Some of the new technology in sights and releases and stuff is pretty impressive but I look at it this way, as far as hunting goes, people were taking game just as impressive as the animals today, but did it with 40 pount recurves with no sights. So why is a sight and release so necessary today?

Just my two cents. =)


----------



## BowHunter6666

Flip35 said:


> I also shoot the same way. I tend to focus more on the target and the small spot I want to arrow to go more than the actual arrow. I try to picture the arrow flight, and more often than not, it does what I predict it will. It just comes with a little experience I guess. But like you said, just look at where you want it to go and within 10 arrows it's there.
> 
> I think this is my favorite way to shoot. I like to watch my arrow fly, and I see it as more of a challenge than with a release and sight. Plus, you win some, you lose some. Some days the arrow and you are one and it goes wherever you tell it to go. Other days, you'd be better throwing the dang thing.
> 
> Some of the new technology in sights and releases and stuff is pretty impressive but I look at it this way, as far as hunting goes, people were taking game just as impressive as the animals today, but did it with 40 pount recurves with no sights. So why is a sight and release so necessary today?
> 
> Just my two cents. =)


I agree do you shoot the same style as me or diffrent? Isnt the Reflex Excursion a short bow how do you shoot it with fingers?


----------



## Flip35

Hi Bowhunter,

Yeah I pretty much shoot the same way I think. Split fingers, my middle finger anchors in the corner of my mouth. I pretty much try to picture the flight of the arrow and I have been able to, lately, get my concentration right. I focus on the x or whatever spot I am shooting at and just stare and concentrate on it and i seem to get almost tunnel vision where the only thing in focus is that spot, then I draw, never taking my eye off the spot, and I am pretty accurate shooting this way.

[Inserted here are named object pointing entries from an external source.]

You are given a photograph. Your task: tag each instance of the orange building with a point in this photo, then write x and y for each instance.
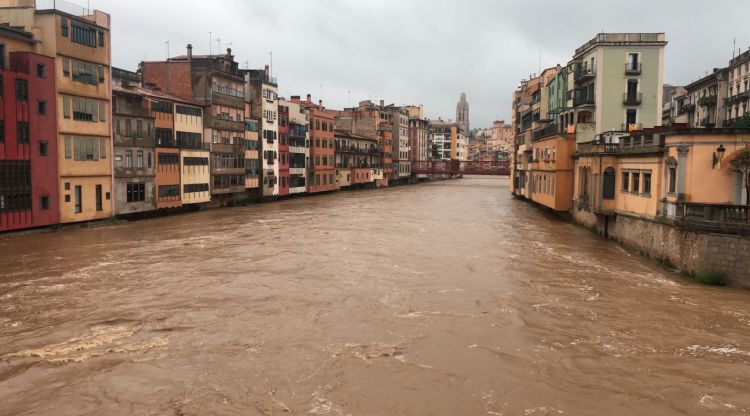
(321, 176)
(552, 171)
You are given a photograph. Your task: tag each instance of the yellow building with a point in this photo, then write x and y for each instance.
(79, 39)
(195, 173)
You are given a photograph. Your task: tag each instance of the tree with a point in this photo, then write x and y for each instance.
(741, 164)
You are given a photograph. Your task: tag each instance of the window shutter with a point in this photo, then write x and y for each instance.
(66, 106)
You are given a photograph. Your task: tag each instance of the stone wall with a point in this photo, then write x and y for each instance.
(689, 250)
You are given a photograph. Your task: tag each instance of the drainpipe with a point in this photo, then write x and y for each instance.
(111, 124)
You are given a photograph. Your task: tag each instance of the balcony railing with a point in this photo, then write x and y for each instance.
(632, 68)
(583, 74)
(631, 126)
(544, 131)
(719, 217)
(632, 98)
(583, 100)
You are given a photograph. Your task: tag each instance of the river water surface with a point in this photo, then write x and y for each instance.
(446, 298)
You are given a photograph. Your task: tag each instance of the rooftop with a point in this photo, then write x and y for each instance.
(621, 39)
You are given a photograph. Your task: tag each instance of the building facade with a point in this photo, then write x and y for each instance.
(321, 171)
(299, 146)
(358, 160)
(262, 94)
(134, 146)
(79, 41)
(216, 84)
(29, 195)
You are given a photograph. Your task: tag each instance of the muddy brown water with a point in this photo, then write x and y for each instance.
(446, 298)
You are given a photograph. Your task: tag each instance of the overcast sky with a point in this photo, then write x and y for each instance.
(420, 51)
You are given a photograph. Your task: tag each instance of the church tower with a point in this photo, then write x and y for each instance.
(462, 114)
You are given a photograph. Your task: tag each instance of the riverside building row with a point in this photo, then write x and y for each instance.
(591, 140)
(81, 140)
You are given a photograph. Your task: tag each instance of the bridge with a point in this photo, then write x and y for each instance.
(460, 167)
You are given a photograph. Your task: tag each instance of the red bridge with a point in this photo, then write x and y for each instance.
(460, 167)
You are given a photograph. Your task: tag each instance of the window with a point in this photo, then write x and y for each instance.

Yeah I think my bow is like 34.5 ata. Pretty short for a fingers bow, but it's the one I got, and I like the way it feels. I would probably be more accurate with a longer bow, but for now, I am very satisfied with the results I am getting. Not much finger pinch, I think the cams rotate out and make the string angle not as bad.


----------



## deadeyedon

thenockpoint1 shoots instinctive with fingers and his Martin Cougar. Out to 40 yards he is lethal. Most of the posts seem to be confused with what is intinctive and what is point of aim style. We shoot indoors for dollars(fold it up until just the head on the bill shows and then shoot the head. He beats most everybody most of the time. that includes FS, BHFS etc.


----------